O Judiciário, assim, não sai “à caça dos parentes” ou pais que nada querem saber de seus filhos: concretamente, o envio de ofícios para a localização já tem seu escopo delimitado pela autoridade judiciária (que irá deferir apenas o que for necessário – e justo), e o trabalho em rede já deve abranger, ainda que em outro município, a família extensa, quando há notícias concretas de sua existência, o que é aferido no caso concreto pela autoridade judiciária. Atribuir eventual demora no processo adotivo a tais diligências é absurdo, e reflete verdadeiro desconhecimento da realidade processual, pois todos estes requerimentos, quando ocorrem, são fundamentados e decididos pela autoridade judiciária, inclusive quanto à sua necessidade e abrangência. Ademais, em regra os recursos não tem efeito suspensivo, nos termos do artigo 199-A, do ECA; deste modo, não são os recursos que geram eventual demora no processo.
Estes são apenas exemplo danosos das modificações trazidas pelo PLS em questão. É de se notar, aliás, que os princípios do artigo 100 do ECA, que garantem efetivo controle do processo pelos próprios infantes, não foram reproduzidos no PLS; tal ausência revela que a verdadeira preocupação do projeto foi alijar os pais e a família natural do processo protetivo, seja acelerando o trâmite com o decote de garantias processuais, seja reduzindo prazos, de modo a impossibilitar o efetivo contraditório.

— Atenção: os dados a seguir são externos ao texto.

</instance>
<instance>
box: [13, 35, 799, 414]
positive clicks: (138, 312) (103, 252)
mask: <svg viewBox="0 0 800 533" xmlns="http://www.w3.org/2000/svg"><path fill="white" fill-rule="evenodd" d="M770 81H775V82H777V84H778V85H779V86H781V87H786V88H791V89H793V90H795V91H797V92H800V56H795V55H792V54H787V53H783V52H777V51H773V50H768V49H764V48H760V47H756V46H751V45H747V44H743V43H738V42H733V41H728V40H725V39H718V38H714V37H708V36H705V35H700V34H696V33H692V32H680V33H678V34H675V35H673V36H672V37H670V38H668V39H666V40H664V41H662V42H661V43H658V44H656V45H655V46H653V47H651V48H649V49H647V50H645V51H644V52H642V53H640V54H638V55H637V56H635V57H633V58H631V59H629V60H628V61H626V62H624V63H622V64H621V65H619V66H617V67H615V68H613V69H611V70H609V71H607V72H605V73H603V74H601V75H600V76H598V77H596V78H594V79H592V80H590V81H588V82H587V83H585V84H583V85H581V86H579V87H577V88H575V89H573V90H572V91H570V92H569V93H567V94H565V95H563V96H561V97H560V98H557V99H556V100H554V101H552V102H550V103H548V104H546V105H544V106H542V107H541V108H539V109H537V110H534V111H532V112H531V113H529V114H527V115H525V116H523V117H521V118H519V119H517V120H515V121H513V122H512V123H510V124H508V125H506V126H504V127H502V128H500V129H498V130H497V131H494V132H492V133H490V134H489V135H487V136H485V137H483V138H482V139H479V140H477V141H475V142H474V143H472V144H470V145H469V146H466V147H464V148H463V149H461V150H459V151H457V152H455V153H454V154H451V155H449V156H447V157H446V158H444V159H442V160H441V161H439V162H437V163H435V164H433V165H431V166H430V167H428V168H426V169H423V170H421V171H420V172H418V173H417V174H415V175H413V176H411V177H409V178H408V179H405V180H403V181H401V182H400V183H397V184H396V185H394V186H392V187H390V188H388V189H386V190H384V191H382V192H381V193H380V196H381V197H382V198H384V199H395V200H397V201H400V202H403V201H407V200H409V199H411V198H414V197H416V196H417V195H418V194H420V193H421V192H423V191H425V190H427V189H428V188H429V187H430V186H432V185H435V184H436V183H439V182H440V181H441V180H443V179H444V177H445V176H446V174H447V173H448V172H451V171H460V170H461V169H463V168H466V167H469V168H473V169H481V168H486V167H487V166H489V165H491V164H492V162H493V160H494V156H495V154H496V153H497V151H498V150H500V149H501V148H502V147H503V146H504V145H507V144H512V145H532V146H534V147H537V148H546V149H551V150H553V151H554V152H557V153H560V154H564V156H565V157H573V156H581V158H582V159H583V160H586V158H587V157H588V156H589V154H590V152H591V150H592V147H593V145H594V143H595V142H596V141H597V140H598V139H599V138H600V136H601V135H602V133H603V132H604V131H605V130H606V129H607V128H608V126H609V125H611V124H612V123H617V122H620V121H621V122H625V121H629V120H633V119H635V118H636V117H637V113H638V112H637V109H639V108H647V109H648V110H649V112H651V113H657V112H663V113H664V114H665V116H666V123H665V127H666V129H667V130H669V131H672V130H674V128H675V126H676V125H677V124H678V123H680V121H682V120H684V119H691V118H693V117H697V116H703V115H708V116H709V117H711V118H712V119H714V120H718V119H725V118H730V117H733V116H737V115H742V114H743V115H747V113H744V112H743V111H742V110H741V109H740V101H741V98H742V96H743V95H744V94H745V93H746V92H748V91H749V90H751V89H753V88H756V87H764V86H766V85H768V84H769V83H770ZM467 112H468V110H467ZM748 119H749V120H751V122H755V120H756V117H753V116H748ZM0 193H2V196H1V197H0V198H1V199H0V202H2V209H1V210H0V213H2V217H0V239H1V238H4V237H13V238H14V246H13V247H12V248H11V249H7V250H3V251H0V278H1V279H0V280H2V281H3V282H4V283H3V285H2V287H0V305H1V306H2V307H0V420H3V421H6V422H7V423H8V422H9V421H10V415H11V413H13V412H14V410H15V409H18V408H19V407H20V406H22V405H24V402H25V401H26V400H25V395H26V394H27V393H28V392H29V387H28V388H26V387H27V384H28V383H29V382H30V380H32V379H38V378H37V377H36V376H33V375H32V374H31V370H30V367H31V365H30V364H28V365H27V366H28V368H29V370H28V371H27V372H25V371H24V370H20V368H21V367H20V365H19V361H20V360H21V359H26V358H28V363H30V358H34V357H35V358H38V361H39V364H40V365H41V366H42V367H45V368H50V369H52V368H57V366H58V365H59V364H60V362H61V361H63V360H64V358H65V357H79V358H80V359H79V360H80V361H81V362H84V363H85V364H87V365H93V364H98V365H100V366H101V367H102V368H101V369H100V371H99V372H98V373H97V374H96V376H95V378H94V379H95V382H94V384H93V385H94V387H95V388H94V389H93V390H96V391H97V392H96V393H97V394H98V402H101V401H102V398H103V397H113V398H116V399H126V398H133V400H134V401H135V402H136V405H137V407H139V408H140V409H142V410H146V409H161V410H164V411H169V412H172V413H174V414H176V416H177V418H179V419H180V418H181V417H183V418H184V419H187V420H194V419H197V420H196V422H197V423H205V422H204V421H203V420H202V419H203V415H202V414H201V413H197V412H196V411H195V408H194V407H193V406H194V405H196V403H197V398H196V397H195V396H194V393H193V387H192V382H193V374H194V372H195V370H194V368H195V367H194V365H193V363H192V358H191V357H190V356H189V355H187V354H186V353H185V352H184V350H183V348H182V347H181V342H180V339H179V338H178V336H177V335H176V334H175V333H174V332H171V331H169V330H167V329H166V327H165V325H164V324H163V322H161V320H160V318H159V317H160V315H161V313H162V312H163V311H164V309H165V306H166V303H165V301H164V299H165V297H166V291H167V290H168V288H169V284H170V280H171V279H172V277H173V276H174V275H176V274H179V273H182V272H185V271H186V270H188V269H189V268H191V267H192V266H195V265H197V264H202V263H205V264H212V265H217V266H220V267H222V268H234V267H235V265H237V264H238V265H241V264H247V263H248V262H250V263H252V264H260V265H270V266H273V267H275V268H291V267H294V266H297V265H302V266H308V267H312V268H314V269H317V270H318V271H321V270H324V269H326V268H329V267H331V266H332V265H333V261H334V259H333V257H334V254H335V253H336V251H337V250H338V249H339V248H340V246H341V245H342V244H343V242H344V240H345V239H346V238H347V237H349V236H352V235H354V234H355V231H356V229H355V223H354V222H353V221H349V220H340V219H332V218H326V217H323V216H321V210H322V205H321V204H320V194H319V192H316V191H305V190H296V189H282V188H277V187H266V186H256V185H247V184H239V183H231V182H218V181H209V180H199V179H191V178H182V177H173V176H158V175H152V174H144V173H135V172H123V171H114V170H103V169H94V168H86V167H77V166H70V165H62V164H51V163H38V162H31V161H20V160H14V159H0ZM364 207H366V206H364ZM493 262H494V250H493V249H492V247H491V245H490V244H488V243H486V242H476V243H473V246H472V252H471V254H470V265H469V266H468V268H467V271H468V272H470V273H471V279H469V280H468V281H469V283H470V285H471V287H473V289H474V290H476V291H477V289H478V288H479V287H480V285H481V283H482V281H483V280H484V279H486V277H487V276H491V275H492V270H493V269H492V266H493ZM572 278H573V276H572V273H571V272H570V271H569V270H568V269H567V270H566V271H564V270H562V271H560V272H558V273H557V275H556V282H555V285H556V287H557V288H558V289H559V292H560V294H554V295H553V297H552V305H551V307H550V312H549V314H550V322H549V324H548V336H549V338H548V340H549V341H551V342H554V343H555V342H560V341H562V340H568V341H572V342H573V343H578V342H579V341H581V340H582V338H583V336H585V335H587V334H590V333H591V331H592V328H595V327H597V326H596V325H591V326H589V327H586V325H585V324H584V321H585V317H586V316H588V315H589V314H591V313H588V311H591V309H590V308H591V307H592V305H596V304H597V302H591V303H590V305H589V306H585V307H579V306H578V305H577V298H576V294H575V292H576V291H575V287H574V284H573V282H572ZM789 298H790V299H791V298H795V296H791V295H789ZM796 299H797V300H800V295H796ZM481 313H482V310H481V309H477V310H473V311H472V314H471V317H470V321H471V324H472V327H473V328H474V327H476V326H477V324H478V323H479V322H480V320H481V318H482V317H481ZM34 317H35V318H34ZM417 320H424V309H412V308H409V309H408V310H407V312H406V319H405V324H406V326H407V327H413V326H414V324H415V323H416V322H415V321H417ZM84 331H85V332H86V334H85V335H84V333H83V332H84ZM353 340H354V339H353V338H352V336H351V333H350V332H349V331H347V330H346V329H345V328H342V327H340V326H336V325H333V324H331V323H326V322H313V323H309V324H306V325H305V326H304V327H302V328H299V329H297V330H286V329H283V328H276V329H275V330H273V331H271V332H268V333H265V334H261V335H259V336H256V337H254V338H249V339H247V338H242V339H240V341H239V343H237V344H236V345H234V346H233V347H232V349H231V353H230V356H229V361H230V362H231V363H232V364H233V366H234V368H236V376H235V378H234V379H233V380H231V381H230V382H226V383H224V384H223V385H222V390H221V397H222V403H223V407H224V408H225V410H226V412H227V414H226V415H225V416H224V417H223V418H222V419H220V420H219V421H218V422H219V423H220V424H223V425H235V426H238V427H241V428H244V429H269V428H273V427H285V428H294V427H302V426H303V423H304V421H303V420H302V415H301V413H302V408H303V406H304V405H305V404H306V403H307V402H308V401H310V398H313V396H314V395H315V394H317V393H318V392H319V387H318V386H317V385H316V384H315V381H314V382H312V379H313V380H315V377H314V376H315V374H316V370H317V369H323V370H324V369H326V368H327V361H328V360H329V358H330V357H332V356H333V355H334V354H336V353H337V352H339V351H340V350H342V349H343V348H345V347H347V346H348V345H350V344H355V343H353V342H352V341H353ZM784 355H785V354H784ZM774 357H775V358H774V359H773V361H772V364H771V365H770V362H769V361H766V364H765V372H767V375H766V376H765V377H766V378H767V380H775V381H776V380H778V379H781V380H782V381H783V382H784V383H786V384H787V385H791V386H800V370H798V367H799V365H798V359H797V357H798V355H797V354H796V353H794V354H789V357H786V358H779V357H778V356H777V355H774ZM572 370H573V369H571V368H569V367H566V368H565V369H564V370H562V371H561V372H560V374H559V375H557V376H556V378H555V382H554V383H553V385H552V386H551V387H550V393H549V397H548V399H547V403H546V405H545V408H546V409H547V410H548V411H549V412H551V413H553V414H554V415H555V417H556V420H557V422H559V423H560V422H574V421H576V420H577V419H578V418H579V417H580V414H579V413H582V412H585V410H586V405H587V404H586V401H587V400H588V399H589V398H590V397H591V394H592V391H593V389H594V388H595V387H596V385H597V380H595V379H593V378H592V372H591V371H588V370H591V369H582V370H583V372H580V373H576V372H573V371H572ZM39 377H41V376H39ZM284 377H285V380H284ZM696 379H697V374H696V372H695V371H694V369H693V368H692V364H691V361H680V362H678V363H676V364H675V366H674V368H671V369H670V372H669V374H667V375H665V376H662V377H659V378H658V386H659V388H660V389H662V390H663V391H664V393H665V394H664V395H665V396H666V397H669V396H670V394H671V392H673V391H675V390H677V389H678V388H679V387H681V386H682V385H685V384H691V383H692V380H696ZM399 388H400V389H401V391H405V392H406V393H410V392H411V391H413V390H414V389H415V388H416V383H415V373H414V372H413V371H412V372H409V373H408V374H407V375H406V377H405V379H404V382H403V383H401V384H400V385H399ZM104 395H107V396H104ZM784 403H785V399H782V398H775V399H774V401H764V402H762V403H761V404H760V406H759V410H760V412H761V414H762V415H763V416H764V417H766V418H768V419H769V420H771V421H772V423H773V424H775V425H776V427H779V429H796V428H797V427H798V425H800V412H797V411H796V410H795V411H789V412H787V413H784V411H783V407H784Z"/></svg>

É por este motivo que a Defensoria Pública é contrária ao PLS 394/17, que não traz qualquer melhoria efetiva ao sistema; antes, traz retrocessos, desconfigurando o trabalho em rede, reduzindo a garantia processual do contraditório e da participação dos infantes no processo que lhes diz respeito, e privilegiando o rompimento de vínculos à sua manutenção.
Marcelo Lucena Diniz
Coordenador do NUDIJ/DPPR
¹ “Cenários e Olhares sobre o direito à convivência familiar e comunitária de crianças e adolescentes no estado do Paraná”, a ser disponibilizado no sítio eletrônico do CAOP/MP. Os três principais motivos de acolhimento seriam, num total de 2001 crianças e adolescentes acolhidos, a negligência (593); não informado (281) e abandono (239).